If you're fitting only nominal categorical predictors (and models of full order), the link function will be of essentially no consequence --- in the sense that it doesn't alter the fit.
Here's an example using log and identity links with a Poisson glm. First the data (y is the response, a count, and x1f and x2f have the levels of the factors):
y 157 909 249 144 876 248 34 205 62 26 243 48
x1f 1 1 1 1 1 1 2 2 2 2 2 2
x2f 1 2 3 1 2 3 1 2 3 1 2 3
Here's the fitted values for the full model with interaction:
fitted(glm(y ~ x1f+x2f+x1f:x2f, family=poisson(link="log")))
1 2 3 4 5 6 7 8 9 10 11 12
150.5 892.5 248.5 150.5 892.5 248.5 30.0 224.0 55.0 30.0 224.0 55.0
fitted(glm(y ~ x1f+x2f+x1f:x2f, family=poisson(link="identity")))
1 2 3 4 5 6 7 8 9 10 11 12
150.5 892.5 248.5 150.5 892.5 248.5 30.0 224.0 55.0 30.0 224.0 55.0
We see the fit didn't change even though the link function did.

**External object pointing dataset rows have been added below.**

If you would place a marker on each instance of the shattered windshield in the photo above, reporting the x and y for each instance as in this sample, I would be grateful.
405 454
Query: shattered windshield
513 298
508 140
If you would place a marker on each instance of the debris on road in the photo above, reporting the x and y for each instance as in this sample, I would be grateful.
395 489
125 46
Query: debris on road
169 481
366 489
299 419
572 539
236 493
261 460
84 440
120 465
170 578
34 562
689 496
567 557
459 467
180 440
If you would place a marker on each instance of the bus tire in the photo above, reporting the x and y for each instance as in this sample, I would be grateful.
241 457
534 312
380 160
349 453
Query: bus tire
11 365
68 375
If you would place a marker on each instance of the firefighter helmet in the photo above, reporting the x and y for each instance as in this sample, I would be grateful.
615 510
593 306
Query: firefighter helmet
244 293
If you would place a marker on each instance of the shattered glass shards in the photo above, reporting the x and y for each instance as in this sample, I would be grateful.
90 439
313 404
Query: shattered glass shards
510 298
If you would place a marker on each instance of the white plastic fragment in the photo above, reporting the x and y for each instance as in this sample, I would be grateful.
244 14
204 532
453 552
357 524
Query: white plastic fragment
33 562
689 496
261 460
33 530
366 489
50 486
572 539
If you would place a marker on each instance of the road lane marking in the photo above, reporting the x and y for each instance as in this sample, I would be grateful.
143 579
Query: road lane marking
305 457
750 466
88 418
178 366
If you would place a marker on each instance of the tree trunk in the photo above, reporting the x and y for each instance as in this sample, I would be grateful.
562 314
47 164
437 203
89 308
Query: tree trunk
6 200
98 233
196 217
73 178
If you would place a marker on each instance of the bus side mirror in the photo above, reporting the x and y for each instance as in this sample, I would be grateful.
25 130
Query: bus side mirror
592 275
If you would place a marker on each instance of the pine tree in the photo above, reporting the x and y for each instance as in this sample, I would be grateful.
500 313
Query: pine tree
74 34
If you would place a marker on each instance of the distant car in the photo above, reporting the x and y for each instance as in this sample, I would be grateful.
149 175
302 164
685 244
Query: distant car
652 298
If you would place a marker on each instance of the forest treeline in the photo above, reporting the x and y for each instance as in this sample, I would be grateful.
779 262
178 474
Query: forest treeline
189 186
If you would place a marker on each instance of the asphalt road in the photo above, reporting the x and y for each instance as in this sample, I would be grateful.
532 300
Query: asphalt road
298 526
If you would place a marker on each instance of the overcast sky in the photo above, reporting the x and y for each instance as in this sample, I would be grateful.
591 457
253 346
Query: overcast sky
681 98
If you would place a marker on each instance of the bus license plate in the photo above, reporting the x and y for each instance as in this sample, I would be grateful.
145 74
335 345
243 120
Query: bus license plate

If you're fitting categorical models which leave some interactions out (such as a main effects only model), then the link function can matter, because under some link functions, those interactions may indeed disappear (leaving the smaller model suitable and more easily interpreted) --- but then those simpler, additive models won't be suitable for other link functions.
Continuing the earlier example, omitting the interactions:
fitted(glm(y ~ x1f+x2f, family=poisson(link="log")))
1 2 3 4 5 6 7 8
145.65183 900.94330 244.90487 145.65183 900.94330 244.90487 34.84817 215.55670
9 10 11 12
58.59513 34.84817 215.55670 58.59513
fitted(glm(y ~ x1f+x2f, family=poisson(link="identity")))
1 2 3 4 5 6 7 8
238.72879 618.67616 268.07978 238.72879 618.67616 268.07978 21.90564 401.85300
9 10 11 12
51.25663 21.90564 401.85300 51.25663
Now we see the fitted values are indeed different. In this case, the log link gives a reasonable fit, but the identity link gives quite a poor fit.
If you're fitting continuous predictors, then it may matter quite a bit --- even ignoring the issue of interactions. One example would be with binomial GLMs --- in many cases, the fit with a probit and a cloglog link can look quite different, even though they both have $g$ taking $(0,1)$ to $\mathbb{R}$.
How much it might matter really depends on the specifics of the problem and your tolerance of deviation.
In many cases ease of interpretation matters more than differences in fit (at least where those differences tend to be small), but you have competition between how easy the link function is to deal with and how interpretable the linear predictor is, and you also have the issue of potential lack of fit: if your curve relating the mean of your binomial variates to the predictor(s) isn't symmetric, it might be much more interpretable to choose a more suitable link than to expand the model class.